In February, we launched Foxwordy, the first private social network for lawyers, and a debate exploded online. The response came fast and furious. Some questioned whether lawyers need a private social network or whether they could effectively network and do legal business using the open net. Meanwhile, others weighed in applauding that Foxwordy is the only network that finally got it right by offering a private social network that lawyers could call their own.
Some argued that mainstream social media sites like Twitter, Facebook and LinkedIn are sufficient platforms for legal professionals to network online as well as conduct business. Others suggested that blogging is “engaging” in social media, and that all lawyers need to do to collaborate successfully and discover new opportunities is to put themselves out there on the “open net.”
Lawyers and similar licensed professionals are held to heightened standards of behavior and ethics. This fact serves as a major filter over how lawyers interact with the general public and impacts the degree to which lawyers engage via mainstream all-purpose social media networks. For lawyers to use social media effectively and productively for the purpose of engaging with their peers, the network needs to be private and have controls over what is shared and with whom.
Social media that is contextualized and private
What Foxwordy offers is a social media experience that is contextualized and private; contextualized so that lawyers can interact with other professionals who are working toward similar goals, and private so that they can feel confident that the information they share will be protected.
Much insight can be gained from interacting with fellow lawyers, and research has shown that lawyers are increasingly using social media outlets like Facebook and LinkedIn. In fact, the 2013 American Bar Association Legal Technology Survey found that 59% of lawyers use social media in some form. Yet even though the percentage of lawyers who use social media for personal usage has been rising over the past few years, most do not look to mainstream social media to conduct serious legal business.
Lawyers Need Privacy
One of the reasons for this is that mainstream social media has lacked the privacy controls that are so crucial in the legal world. Lawyers are bound by a code of ethics; they must be discreet about what information they share and with whom they choose to share it. They cannot haphazardly disclose information with a general audience or rules of professional ethics and required disclaimers start kicking into play.

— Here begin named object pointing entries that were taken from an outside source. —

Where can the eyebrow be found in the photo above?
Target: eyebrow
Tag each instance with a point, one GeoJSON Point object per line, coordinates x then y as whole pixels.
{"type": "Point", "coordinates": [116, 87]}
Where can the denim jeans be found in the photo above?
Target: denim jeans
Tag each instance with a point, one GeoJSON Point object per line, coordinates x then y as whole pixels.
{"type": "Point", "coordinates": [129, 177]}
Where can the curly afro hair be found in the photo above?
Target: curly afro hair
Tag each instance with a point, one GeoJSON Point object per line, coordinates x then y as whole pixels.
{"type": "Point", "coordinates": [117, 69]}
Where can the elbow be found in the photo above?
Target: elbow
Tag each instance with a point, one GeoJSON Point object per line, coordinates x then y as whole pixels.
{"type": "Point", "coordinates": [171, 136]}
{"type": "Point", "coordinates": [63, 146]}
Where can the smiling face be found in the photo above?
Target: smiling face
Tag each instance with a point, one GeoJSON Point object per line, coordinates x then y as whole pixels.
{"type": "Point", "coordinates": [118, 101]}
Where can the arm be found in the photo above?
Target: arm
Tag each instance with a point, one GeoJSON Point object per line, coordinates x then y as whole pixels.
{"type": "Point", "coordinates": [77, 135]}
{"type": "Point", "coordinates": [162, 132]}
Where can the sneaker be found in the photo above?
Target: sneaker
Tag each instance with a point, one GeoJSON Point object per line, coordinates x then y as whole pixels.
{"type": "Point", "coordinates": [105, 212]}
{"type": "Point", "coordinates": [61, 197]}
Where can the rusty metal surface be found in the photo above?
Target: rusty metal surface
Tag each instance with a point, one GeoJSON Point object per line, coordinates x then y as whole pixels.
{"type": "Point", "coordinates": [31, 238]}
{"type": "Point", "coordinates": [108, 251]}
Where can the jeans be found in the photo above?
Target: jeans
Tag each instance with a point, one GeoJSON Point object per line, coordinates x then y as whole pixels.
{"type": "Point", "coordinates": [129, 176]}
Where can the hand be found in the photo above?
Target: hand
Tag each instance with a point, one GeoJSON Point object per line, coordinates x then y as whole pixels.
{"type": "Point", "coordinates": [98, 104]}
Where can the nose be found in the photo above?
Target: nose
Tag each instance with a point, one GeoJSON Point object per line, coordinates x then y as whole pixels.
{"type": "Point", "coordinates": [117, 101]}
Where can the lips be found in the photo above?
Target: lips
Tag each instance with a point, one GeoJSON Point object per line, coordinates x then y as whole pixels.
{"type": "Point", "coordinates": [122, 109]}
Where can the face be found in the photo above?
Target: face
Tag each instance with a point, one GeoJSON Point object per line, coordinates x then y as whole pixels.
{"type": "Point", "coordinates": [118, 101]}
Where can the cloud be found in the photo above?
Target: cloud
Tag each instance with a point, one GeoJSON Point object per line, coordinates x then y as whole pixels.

With a private social network, everything changes. We could go so far as to say that, in the professional context, a private network is more liberating than mainstream social media because of the relevance and nexus to those involved in the network.
The Ultimate Private Experience
In a private social network like Foxwordy, criteria must be met before gaining access, which means that members can feel comfortable that they are interacting with other qualified legal professionals. Moreover, once access is granted, members can further control what to share and with whom on the network, ensuring an added layer of privacy.
In addition, members can choose how they wish to share, either anonymously or under their own name. The ability to engage and share anonymously on certain matters is a powerful key to unlocking collective knowledge. Any private network needs a few clearly marked gates, by which members can share information with a more general audience if they choose. In Foxwordy, we put our members in control of that allowing them to decide what to share and with whom on the network.
Why Now is the Time
The timing is right for adopting private social networks because the way we interact and do business is changing.
Culturally, we’ve all come to know and use mainstream social media in our personal lives. Now we need more. We spend the majority of our waking hours wearing our career hat. We need a professional-centric network for that aspect of our lives. Even Facebook is recognizing that people want more privacy and discretion in their experience.
And, in the legal market, we are continuing to see a seismic shift in terms of how law is practiced and expectations of clients. BigLaw continues to crumble, and in-house teams are getting larger, filled with more non-employee contractors than ever before. There is a saturation of supply of new lawyers in the market and not enough demand. All of this creates increasing pressure on lawyers to do more with less and do it better and faster. The majority of lawyers are now practicing independently or freelancing, and their opportunities are declining.
The bottom line
Engaging with our colleagues within private social networks, targeted to our specific markets, will allow our experiences to be more productive via less effort. Foxwordy liberates lawyers from having to worry about ethical constraints on communication and dated methods of showing what they know, allowing them to have more fruitful real-time exchanges with their colleagues.